A titolo di esempio, il vaccino contro la Covid-19 inizialmente commercializzato dalla Pfizer-Biontech, nome commerciale Comirnaty, è stato oggetto del clinical trial NCT04368728, per il quale tutta la documentazione è presente sul sito dei clinical trials americano. Nella fase uno di questo trial (tra il 23 aprile e il 22 maggio 2020) 60 adulti sani (età media 37 anni, intervallo 20-56 anni, distribuzione omogenea di genere, donne non incinte) furono vaccinati con una molecola identificata come BNT162b1 a varie dosi e secondo diversi protocolli (dose unica o dose più booster).

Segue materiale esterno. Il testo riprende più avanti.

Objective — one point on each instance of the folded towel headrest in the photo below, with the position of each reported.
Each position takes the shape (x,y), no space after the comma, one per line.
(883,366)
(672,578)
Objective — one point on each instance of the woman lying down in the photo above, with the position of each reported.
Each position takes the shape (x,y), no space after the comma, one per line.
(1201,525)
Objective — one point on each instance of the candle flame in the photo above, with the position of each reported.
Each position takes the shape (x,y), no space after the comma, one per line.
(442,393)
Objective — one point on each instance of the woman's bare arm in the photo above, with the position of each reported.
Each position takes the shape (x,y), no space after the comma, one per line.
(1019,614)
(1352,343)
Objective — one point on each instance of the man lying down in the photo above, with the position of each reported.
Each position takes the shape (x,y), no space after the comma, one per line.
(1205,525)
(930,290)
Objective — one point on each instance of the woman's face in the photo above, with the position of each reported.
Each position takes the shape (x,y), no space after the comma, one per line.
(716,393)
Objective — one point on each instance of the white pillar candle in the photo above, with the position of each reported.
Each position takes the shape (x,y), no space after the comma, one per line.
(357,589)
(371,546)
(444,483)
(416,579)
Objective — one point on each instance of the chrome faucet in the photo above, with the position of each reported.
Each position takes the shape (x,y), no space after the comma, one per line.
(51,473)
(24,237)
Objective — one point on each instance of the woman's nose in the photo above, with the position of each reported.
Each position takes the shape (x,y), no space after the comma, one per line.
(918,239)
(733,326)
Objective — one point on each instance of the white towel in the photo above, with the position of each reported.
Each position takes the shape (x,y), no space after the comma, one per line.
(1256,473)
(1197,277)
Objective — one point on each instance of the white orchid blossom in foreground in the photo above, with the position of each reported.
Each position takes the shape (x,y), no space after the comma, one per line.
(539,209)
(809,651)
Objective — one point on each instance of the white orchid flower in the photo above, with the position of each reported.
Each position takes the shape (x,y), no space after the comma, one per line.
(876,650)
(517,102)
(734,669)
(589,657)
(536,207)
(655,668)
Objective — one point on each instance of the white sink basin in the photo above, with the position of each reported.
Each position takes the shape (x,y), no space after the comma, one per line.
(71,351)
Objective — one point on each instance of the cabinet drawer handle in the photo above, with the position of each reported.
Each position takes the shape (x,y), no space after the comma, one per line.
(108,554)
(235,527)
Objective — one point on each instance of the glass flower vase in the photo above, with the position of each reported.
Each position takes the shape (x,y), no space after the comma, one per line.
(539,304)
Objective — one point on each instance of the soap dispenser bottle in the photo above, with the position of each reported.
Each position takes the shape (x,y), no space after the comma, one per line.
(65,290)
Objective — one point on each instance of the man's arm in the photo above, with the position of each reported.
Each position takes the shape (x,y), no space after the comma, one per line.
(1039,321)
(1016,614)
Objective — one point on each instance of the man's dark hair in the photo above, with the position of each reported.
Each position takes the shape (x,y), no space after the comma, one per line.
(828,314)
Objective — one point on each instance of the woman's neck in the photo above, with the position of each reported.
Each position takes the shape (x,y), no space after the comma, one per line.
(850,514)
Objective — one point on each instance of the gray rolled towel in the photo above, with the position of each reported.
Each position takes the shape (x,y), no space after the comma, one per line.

Il risultato del trial fu la dose ottimale (30 µg), il protocollo a due dosi (una prima dose seguita dalla seconda dopo 21 giorni) e la selezione di una molecola, la BNT162b2, che procurava meno fastidi. La fase 2/3 del clinical trial, “fotografata” al 9 ottobre 2020, vedeva 37’706 partecipanti (quindi molti di più di quelli soliti), dei quali circa metà donne, con una età media di 52 anni ed un intervallo di età da 16 a 91 anni.
Dal report pubblicato su NEJM risulta che non furono osservati effetti collaterali gravi e delle sei morti avvenute nel periodo in esame (circa sei mesi ad osservare quasi 40 mila persone, qualche morte statisticamente doveva avvenire), nessuna era correlabile al vaccino. Due morti avvennero tra le persone che avevano ricevuto il vaccino (arteriosclerosi e arresto cardiaco) e quattro morti tra quelli che avevano ricevuto il placebo (infarti). Quindi quel vaccino ha seguito il percorso usuale di tutti i farmaci, certo godendo di abbondanza di risorse e grande attenzione risultando sicuro ed efficace come tutti i farmaci in commercio (o forse di più).